So does any of this actually matter? Why should we even care? Musing more deeply about what’s growing in our garden or sitting on the end of our fork can have small but powerful results.

“Mathematics, rightly viewed, possesses not only truth, but supreme beauty — a beauty cold and austere, like that of sculpture, without appeal to any part of our weaker nature, without the gorgeous trappings of painting or music, yet sublimely pure, and capable of a stern perfection such as only the greatest art can show,” Bertrand Russell

An awareness of these fascinating numerical sequences has the power to transform even the mundane operations of the humble brussel sprout into the magnificent musings of matter and the universe. Through understanding pattern further we can begin to dig a little deeper into the inner workings of the cosmos – a powerful learning tool that can drive forward our man-made designs and innovations – much can be learned from the inner workings of the natural world.

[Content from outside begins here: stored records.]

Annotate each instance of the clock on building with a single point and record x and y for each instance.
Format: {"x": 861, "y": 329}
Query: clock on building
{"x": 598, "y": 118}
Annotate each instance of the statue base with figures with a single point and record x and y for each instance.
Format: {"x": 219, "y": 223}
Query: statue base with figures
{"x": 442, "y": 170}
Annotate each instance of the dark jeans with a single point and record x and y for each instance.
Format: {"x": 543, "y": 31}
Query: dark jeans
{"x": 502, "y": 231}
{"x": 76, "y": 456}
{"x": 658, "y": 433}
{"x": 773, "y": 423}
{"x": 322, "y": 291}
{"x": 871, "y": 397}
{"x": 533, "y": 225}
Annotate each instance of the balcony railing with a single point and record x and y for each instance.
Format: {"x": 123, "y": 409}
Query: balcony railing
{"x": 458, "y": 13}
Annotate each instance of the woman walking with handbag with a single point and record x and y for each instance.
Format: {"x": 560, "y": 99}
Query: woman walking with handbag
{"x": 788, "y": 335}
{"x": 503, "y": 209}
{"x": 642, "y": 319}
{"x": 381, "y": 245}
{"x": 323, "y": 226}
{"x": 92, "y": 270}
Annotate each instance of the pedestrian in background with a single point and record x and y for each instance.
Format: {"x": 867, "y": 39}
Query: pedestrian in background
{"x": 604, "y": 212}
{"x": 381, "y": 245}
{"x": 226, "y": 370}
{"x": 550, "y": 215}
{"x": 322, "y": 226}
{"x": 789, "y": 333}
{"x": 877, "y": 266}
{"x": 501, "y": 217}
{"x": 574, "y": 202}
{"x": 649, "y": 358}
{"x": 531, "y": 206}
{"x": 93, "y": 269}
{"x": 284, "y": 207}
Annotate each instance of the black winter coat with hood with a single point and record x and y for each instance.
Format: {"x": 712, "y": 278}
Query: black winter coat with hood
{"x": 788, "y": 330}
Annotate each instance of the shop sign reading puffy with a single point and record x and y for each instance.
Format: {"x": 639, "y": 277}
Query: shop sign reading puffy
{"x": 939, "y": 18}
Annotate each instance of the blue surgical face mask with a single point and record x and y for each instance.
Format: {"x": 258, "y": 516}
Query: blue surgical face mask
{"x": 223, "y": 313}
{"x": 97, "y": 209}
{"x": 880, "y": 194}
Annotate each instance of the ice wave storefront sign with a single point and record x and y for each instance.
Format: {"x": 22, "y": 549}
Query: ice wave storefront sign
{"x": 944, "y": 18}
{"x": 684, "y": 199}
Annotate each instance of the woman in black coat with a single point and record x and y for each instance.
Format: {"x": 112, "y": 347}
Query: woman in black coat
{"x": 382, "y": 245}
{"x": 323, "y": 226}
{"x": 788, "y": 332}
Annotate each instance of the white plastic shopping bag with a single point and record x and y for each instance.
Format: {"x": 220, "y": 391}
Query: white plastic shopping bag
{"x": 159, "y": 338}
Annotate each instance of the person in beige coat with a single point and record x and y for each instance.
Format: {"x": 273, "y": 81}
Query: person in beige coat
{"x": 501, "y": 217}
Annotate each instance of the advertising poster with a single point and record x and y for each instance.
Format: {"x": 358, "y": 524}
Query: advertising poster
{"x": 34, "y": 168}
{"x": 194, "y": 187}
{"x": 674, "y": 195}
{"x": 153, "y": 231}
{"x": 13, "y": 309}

“Copying nature is one thing and understanding nature is another. Copying nature can be simply a form of manual dexterity that does not help us to understand, for it shows us things just as we are accustomed to seeing them. But studying the structures of nature, observing the evolution of forms, can give everyone a better understanding of the world we live in.” Bruno Munari, artist and designer

Pattern is a universal language that connects us all – it shapes the world around us. Without mathematics there is no art.” Said Luca Pacioli but art is only the beginning… understanding more about how spontaneous pattern formation occurs has the power to unite many disparate fields –from science to sociology, architecture to anthropology, music to mechanics – engineering to environmentalism.. and beyond. Most importantly – being more aware of the world around us and our collective connectivity can generate a good dose of much needed empathy. Being more aware, considering the bigger picture can remind us that we are all part of a greater whole and perhaps by that token this might positively shape the way we engage with our environment and each other.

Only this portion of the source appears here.